À un moment où la crise d’Haïti dépasse son état de pourrissement, Ariel Henry et son gouvernement de facto, dans le mépris total du peuple haïtien, attendent le « verdict » du Conseil de sécurité des Nations Unies qui sera prononcé probablement le 17 octobre 2022, date de la commémoration du 216ème anniversaire de l’assassinat de Jean-Jacques Dessalines en Haïti. Conscients que les forces impérialistes sont dominantes au sein de l’ONU (notamment au Conseil de sécurité), nous n’occultons pas les contradictions qui s’y expriment fort souvent. Cela étant dit, il ne tient qu’aux forces progressistes haïtiennes de tenir compte de façon lucide de ces contradictions dans leurs luttes. Aussi, il revient au peuple en lutte de demeurer actif et mobilisé, aux organisations politiques et de la société civile soucieuses d’une solution haïtienne à la crise d’intensifier les discussions en accord aux revendications populaires en vue d’une issue conséquente à la tragédie en cours, enfin, à la gauche progressiste et révolutionnaire de se mettre à la hauteur de ses responsabilités.

NOTES

[1] Giust-Desprairies, F. (2016). Crise. Dans : Jacqueline Barus-Michel éd., Vocabulaire de psychosociologie: Références et positions (pp. 110-119). Toulouse: Érès. https://doi.org/10.3917/eres.barus.2016.01.0110

[2]  Spécial No 46 sorti le vendredi 17 septembre 2021.

[3] André Michel, Marjorie Michel, Nenel Cassy, Edmonde Supplice Bauzile, Sorel Jacinthe, etc.

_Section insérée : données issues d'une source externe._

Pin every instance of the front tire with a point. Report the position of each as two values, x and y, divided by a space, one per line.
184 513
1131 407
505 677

[4] Dans le contexte des mouvements de protestation contre le gouvernement de facto d’Ariel Henry et l’augmentation des prix des produits pétroliers, il a laissé entendre que « ce ne sont pas des mouvements politiques, ce sont des gangs malheureusement infiltrés aussi par des gens liés aux pouvoirs économique et politique ». Des propos susceptibles de discréditer la lutte du peuple haïtien pour de meilleures conditions de vie.

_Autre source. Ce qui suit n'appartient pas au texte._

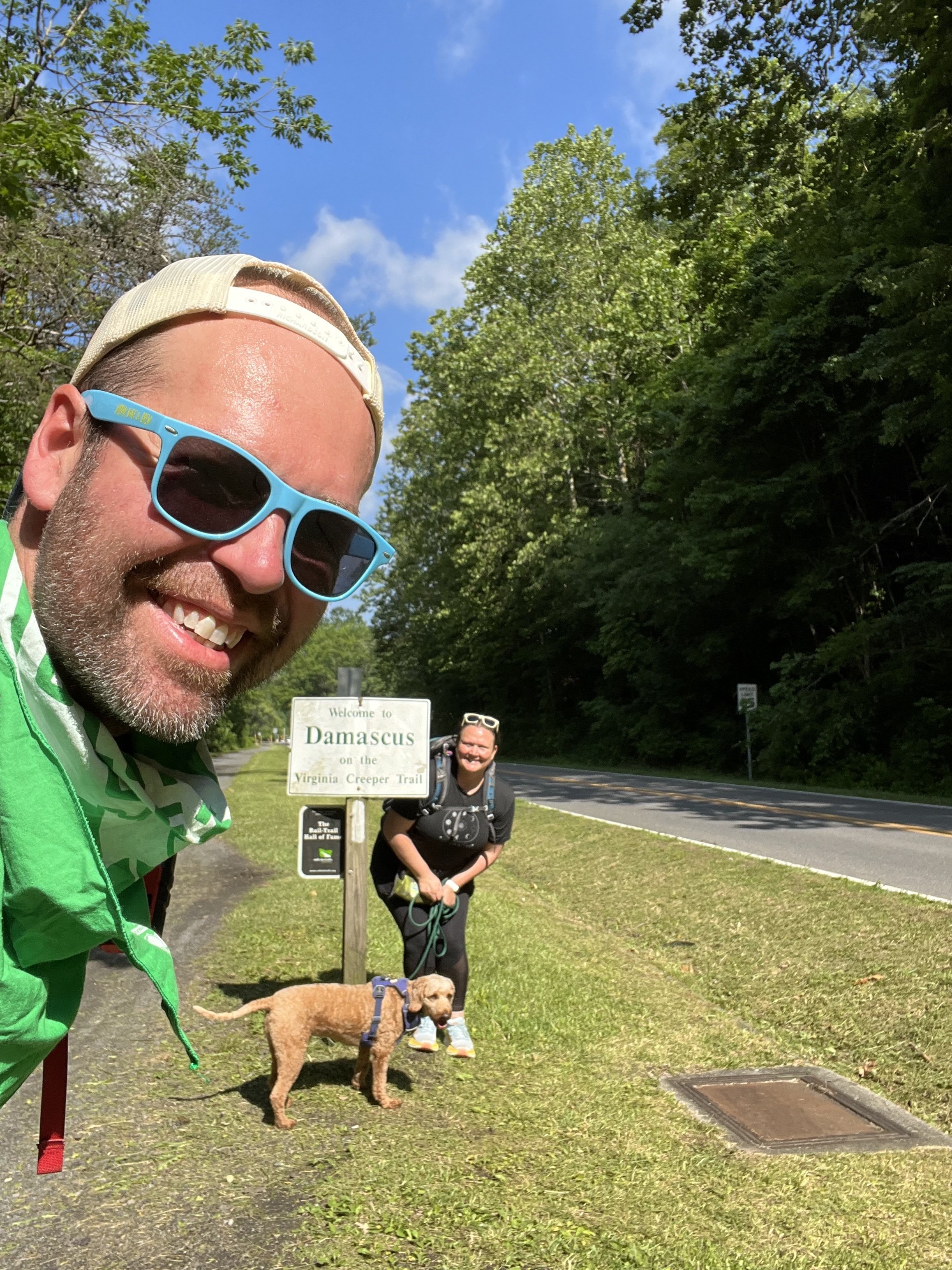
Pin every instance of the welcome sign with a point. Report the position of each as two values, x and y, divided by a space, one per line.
360 747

[5] Il a soutenu que le retour des Casques bleus de l’Organisation des Nations unies (ONU) ainsi que la rédaction d’une nouvelle Constitution s’avèrent nécessaires en Haïti dans ce contexte de crise.

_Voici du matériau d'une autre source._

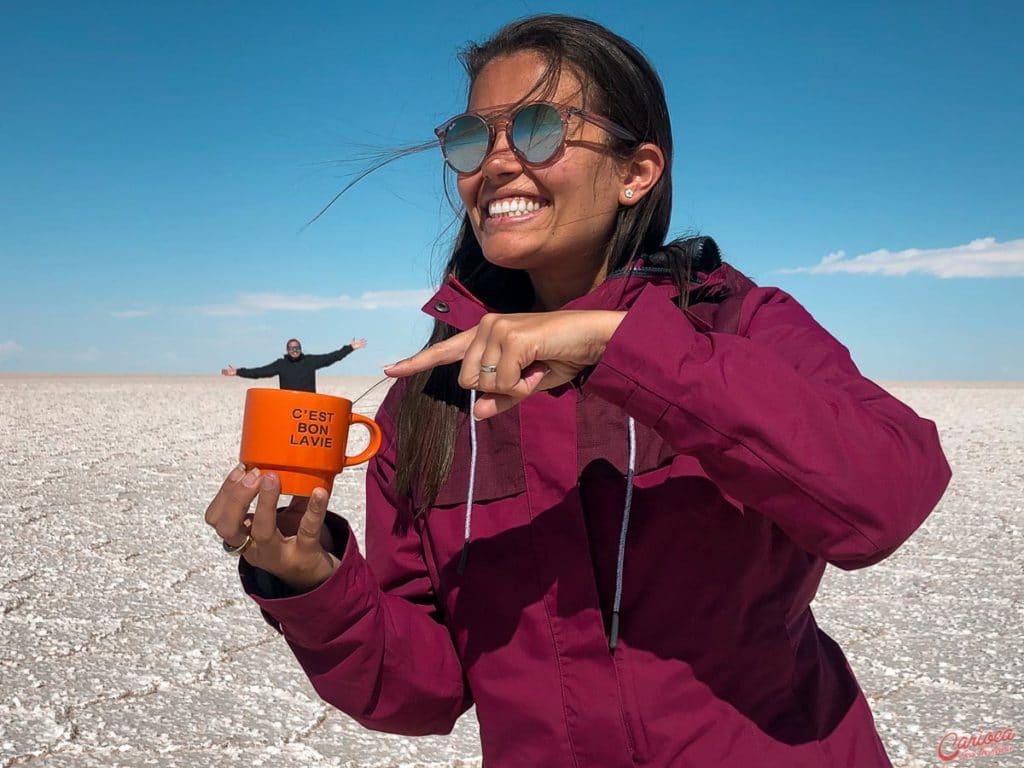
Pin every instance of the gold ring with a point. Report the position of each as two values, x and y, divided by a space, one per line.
240 549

[6] Parlant des manifestations populaires, il a déclaré qu’elles sont « financées par des acteurs économiques qui risquent de perdre de l’argent ». « Ce sont des gens qui souvent ne vivent même pas en Haïti, qui ont des manoirs dans différentes parties du monde, et qui paient pour que les gens aillent dans les rues ».

[7] Par exemple, l’implication de l’OEA dans les opérations électorales frauduleuses de 2010 ou le soutien indécent du gouvernement américain à l’ex-président Jovenel Moïse jusqu’à son assassinat le 7 juillet 2021.

[8] Le caractère gras est de nous.

[9] C’était lors de la séance de renouvellement du mandat du Bureau intégré des Nations Unies en Haïti (BINUH), le vendredi 15 juillet 2022.

[10] Nous disons collaboration parce qu’Ariel Henry n’est qu’un pantin auquel le Core Group a remis le pouvoir politique en vue d’exécuter ses ordres. D’où, le fait pour Ariel Henry de demander l’envoi d’une force militaire en Haïti, est, à notre avis, une solidarité exprimée à l’endroit de cette institution afin qu’elle réalise son agenda dans le pays.

[11] Au mois de juin 2022, Ariel Henry, nommé premier ministre d’Haïti par le Core Group, a été invité par l’administration de Joe Biden au Sommet des Amériques à Los Angeles. Tandis que Cuba, Nicaragua et le Venezuela dont les dirigeants ont reçu leur mandat par la voie des urnes ont vu leur participation refusée. Après avoir été accueilli par le président des Etats-Unis, Joe Biden, Ariel Henry a multiplié des rencontres bilatérales avec des responsables de la région et a participé à une réunion avec les dirigeants de cinq (15) pays de l’espace Caraïbe présidée par la vice-présidente des États-Unis, Kamala Harris. Il a pu rencontrer l’ambassadeur des Etats-Unis auprès de l’ONU, Linda Thomas-Greenfield ; le secrétaire d’État adjoint aux Affaires de l’Hémisphère occidental, Brian Nichols ; l’ancien président de la Banque interaméricaine de développement (BID), M. Mauricio Claver-Carone et le Secrétaire général de l’Organisation des États américains (OEA), Luis Almagro. Vu les positions clairement exprimées par ces acteurs sur la crise en Haïti (nous en avons déjà relaté plusieurs dans ce travail), il est évident que ces rencontres visent à supporter et légitimer ce gouvernement de facto dans le pays.